Os eclipses dessa estrela – a KIC 8462852, apelidada de Tabby star – também apresentavam duração variável e perda de brilho que oscilava de 0,5% a 22%. Caso a maior das ocultações fosse causada por um planeta, ele teria de ser mil vezes maior que a Terra, contou Tabetha, hoje professora da Universidade Estadual de Luisiana, Estados Unidos, em uma palestra TED em 2016. No artigo descrevendo as ocultações, publicado em 2015 na Monthly Notices of the Royal Astronomical Society, os autores apresentaram diferentes interpretações para o fenômeno. As mais plausíveis, segundo eles, seriam a passagem de um enxame com centenas a milhares de cometas diante da Tabby ou de fragmentos liberados pela ruptura de um corpo rochoso com ao menos 100 quilômetros de diâmetro.
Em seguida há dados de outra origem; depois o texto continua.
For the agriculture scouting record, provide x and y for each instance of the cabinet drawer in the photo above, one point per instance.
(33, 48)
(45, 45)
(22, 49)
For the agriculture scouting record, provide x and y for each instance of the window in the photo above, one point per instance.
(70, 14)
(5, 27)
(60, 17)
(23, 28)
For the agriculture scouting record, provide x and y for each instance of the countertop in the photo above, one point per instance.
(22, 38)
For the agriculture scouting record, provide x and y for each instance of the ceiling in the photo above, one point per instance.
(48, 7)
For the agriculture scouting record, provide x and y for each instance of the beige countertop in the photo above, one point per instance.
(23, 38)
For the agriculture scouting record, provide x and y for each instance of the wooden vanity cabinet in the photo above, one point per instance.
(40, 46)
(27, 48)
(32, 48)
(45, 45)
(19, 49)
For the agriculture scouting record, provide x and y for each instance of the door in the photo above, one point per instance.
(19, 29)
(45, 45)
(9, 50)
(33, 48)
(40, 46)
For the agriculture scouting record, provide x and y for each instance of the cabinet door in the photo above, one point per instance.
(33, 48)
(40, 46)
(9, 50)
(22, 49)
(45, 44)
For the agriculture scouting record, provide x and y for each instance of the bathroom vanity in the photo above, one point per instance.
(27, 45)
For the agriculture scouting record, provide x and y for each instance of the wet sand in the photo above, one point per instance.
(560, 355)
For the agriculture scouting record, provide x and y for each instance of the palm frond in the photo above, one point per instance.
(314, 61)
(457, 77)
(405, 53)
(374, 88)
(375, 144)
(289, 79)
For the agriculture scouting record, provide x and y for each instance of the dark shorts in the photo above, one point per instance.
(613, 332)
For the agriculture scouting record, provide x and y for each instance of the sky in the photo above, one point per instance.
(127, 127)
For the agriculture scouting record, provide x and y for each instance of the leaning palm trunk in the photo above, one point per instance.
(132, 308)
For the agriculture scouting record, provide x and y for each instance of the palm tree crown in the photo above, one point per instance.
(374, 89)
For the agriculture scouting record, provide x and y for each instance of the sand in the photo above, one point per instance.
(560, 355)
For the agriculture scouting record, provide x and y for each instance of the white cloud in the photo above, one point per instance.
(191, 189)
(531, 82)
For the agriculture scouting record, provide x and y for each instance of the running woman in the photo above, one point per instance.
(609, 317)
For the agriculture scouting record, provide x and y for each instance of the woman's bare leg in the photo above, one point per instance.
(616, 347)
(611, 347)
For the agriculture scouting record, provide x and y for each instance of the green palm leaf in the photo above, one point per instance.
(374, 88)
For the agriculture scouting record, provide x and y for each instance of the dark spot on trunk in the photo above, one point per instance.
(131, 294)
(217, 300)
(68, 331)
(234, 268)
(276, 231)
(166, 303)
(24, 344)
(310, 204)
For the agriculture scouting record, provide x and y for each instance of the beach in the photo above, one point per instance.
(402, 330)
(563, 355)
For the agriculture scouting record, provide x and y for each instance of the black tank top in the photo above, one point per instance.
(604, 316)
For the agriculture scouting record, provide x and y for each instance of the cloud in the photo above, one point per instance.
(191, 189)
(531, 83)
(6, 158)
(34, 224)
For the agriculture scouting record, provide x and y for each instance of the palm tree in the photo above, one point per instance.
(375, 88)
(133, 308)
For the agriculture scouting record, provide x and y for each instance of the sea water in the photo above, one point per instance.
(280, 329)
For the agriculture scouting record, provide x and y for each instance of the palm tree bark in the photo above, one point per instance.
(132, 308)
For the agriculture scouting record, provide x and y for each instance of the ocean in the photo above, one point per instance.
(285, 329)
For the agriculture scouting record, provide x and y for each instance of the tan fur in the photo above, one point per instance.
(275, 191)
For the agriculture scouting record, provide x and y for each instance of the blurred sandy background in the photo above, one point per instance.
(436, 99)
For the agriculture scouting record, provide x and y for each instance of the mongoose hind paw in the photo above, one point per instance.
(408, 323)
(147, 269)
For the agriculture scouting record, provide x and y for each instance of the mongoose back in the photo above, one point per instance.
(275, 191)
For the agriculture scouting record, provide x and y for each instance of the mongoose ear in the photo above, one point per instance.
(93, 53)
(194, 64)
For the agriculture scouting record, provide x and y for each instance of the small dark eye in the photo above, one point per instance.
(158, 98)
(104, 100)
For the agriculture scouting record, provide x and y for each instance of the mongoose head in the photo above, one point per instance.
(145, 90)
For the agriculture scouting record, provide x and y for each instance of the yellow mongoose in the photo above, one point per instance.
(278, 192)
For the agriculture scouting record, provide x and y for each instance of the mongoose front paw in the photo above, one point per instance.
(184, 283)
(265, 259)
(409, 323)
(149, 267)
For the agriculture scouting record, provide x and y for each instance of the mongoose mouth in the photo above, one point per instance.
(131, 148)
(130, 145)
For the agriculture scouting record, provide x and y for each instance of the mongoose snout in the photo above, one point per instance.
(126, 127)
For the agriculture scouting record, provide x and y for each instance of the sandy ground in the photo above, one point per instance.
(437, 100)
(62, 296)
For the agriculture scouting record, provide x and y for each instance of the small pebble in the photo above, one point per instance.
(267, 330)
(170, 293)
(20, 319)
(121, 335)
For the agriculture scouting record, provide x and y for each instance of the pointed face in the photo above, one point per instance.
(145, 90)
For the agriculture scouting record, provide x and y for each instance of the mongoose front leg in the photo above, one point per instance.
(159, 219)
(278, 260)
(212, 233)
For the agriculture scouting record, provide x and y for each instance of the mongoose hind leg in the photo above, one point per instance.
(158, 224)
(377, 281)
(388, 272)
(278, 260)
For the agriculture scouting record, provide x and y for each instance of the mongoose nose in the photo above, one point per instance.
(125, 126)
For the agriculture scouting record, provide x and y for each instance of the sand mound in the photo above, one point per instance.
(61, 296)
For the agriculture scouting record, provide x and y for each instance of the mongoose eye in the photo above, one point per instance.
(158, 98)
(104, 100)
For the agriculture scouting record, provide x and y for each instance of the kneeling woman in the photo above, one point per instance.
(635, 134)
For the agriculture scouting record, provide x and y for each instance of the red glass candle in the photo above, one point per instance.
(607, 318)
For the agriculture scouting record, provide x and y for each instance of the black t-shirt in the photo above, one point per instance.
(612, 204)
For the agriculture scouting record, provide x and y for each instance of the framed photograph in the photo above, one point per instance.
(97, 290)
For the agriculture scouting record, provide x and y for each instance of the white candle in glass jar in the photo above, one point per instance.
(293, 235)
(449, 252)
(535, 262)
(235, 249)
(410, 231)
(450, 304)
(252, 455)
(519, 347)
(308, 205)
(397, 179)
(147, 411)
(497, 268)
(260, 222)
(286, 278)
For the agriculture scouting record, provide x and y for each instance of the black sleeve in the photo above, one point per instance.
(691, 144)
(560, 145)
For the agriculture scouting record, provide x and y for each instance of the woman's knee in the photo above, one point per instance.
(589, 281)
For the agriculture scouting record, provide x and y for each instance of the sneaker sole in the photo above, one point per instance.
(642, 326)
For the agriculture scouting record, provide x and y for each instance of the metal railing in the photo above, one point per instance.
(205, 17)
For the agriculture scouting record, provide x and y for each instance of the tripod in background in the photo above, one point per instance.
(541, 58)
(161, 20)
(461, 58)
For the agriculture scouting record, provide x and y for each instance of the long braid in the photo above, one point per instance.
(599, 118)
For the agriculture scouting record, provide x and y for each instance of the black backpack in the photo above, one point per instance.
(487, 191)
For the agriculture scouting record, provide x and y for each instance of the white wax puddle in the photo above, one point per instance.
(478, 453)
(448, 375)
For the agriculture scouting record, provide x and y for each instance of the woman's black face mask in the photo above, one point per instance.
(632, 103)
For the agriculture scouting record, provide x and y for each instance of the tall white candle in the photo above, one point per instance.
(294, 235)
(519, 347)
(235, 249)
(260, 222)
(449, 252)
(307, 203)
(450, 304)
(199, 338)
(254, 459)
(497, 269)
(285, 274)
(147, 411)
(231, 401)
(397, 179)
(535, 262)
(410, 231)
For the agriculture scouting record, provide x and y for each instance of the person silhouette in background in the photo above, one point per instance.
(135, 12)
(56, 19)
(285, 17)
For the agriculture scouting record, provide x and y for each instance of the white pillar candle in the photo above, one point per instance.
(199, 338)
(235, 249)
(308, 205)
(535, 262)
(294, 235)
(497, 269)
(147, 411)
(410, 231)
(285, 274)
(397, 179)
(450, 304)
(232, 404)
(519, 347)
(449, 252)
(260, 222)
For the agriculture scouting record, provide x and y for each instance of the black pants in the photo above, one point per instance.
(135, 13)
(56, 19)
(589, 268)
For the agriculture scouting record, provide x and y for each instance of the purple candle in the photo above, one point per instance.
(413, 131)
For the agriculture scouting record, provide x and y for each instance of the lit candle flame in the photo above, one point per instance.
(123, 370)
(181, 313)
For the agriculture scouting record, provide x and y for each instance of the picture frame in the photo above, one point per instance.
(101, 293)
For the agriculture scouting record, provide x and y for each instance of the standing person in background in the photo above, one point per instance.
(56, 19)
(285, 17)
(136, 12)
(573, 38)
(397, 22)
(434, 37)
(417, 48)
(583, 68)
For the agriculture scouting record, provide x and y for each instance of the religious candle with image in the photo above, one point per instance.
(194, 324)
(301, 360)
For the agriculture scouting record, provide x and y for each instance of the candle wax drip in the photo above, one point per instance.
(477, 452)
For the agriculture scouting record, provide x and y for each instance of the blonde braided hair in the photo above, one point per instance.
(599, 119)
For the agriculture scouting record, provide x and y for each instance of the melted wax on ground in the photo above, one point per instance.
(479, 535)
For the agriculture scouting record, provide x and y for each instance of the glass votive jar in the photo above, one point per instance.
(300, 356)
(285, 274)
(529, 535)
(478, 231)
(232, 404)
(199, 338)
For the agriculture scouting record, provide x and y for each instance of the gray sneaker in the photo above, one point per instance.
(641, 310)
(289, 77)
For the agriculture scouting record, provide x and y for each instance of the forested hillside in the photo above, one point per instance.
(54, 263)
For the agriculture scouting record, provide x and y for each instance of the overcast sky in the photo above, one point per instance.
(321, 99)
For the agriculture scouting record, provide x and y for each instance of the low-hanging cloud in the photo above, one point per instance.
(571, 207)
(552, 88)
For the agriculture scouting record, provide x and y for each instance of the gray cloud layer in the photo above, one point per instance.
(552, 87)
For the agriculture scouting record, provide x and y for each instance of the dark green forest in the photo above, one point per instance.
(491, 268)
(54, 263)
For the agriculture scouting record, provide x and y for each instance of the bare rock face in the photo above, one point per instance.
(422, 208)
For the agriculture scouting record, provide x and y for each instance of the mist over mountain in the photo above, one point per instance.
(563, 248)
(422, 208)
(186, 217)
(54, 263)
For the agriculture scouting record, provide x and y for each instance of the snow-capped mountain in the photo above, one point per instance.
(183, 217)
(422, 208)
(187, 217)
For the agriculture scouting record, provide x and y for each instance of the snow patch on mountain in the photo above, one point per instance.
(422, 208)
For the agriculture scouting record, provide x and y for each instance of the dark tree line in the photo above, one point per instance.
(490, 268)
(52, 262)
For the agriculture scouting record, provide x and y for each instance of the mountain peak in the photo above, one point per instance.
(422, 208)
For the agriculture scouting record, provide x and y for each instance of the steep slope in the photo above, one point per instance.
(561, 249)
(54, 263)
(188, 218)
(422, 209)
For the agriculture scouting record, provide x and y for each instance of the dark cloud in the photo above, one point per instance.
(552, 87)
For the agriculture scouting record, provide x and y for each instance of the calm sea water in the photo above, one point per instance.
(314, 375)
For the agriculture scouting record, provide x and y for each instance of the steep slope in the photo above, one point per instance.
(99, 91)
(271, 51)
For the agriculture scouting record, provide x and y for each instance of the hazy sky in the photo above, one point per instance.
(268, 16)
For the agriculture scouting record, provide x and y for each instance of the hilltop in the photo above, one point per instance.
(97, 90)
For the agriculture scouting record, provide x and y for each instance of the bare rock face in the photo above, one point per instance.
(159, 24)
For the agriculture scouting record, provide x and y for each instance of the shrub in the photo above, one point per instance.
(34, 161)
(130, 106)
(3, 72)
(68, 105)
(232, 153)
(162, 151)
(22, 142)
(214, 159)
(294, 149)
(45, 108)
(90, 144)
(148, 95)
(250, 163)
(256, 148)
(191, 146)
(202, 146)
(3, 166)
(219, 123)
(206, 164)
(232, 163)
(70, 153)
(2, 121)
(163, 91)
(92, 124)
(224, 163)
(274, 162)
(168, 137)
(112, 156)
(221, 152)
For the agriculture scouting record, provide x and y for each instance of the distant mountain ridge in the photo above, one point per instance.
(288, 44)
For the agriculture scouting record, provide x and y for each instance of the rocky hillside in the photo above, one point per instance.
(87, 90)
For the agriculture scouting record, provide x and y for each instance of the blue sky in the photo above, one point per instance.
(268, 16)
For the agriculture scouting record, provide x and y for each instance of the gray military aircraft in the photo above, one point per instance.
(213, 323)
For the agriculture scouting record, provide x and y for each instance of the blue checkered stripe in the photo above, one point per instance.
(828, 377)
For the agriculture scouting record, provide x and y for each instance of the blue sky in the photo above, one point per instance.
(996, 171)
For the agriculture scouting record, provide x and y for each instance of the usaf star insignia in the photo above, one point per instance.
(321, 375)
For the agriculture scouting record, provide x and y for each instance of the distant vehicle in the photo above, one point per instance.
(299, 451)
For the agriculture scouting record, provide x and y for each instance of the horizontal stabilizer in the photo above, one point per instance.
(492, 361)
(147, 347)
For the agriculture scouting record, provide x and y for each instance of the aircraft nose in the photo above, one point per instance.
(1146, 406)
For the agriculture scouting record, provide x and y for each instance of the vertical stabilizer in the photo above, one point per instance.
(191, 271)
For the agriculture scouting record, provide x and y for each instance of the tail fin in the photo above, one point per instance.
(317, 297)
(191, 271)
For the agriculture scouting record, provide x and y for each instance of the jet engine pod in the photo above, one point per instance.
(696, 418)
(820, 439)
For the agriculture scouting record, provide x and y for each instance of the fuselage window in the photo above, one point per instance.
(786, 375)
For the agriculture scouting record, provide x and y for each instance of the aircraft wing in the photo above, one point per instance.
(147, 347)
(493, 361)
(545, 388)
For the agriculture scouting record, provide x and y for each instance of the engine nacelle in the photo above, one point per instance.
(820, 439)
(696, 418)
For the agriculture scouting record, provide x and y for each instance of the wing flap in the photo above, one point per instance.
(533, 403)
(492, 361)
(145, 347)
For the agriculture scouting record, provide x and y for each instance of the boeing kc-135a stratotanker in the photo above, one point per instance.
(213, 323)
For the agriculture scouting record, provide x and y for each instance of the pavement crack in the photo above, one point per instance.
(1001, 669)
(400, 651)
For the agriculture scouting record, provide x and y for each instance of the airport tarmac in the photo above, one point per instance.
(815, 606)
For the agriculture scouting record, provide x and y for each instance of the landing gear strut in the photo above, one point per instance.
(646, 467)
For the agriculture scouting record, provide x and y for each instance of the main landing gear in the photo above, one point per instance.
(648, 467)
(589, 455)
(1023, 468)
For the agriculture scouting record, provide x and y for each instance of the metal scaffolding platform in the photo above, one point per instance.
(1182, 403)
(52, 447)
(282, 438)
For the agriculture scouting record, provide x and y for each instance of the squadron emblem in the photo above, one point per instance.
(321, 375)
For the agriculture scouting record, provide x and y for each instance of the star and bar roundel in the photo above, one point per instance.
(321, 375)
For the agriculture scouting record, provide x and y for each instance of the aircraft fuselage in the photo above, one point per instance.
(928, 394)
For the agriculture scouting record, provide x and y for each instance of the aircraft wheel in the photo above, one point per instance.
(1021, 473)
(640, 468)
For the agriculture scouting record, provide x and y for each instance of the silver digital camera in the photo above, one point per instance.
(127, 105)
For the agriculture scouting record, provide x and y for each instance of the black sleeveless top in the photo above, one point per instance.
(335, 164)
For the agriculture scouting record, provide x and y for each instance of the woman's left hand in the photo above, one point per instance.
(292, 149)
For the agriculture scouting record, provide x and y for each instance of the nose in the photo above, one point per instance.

“Embora existam muitas estrelas com brilho variável, não conheço outros casos com padrão de variação semelhante ao dessas três estrelas”, afirma o astrônomo brasileiro Márcio Catelan, professor da Pontifícia Universidade Católica do Chile e coautor do estudo que descreve a WIT-07. “Acredito que esses são apenas os primeiros de uma nova classe de objetos variáveis, que poderia ser batizada de Tabby-Bobby-Mamajek stars.” Espera-se que outros objetos sejam encontrados em mapeamentos que devem começar na próxima década.

Por ora, não se sabe quão diferente a WIT-07 é das outras duas estrelas. “Ainda há pouca informação sobre a WIT-07”, contou Tabetha, por e-mail, à Pesquisa FAPESP. Também via e-mail, Mamajek afirmou: “Ela parece ser mais quente e ter massa maior que as outras duas, mas não sabemos se é mais nova, mais velha ou se tem a mesma idade”.

Artigos científicos
SAITO, R. et alVVV-WIT-07: another Boyajian’s star or a Mamajek’s object? Monthly Notices of the Royal Astronomical Society. v. 482, n. 4, p. 5000-9. 1º fev. 2019.
MAMAJEK, E. E. et al. Planetary construction zones in occultation: Discovery of an extrasolar ring system transiting a young sun-like star and future prospects for detecting eclipses by circumsecondary and circumplanetary disksThe Astronomical Journal. v. 143, n. 3, p. 143-72. 10 fev. 2012.
BOYAJIAN, T. S. et alPlanet Hunters IX. KIC 8462852 – where’s the flux? Monthly Notices of the Royal Astronomical Society. v. 457, n. 4, p. 3988-4004. 21 Abr. 2016.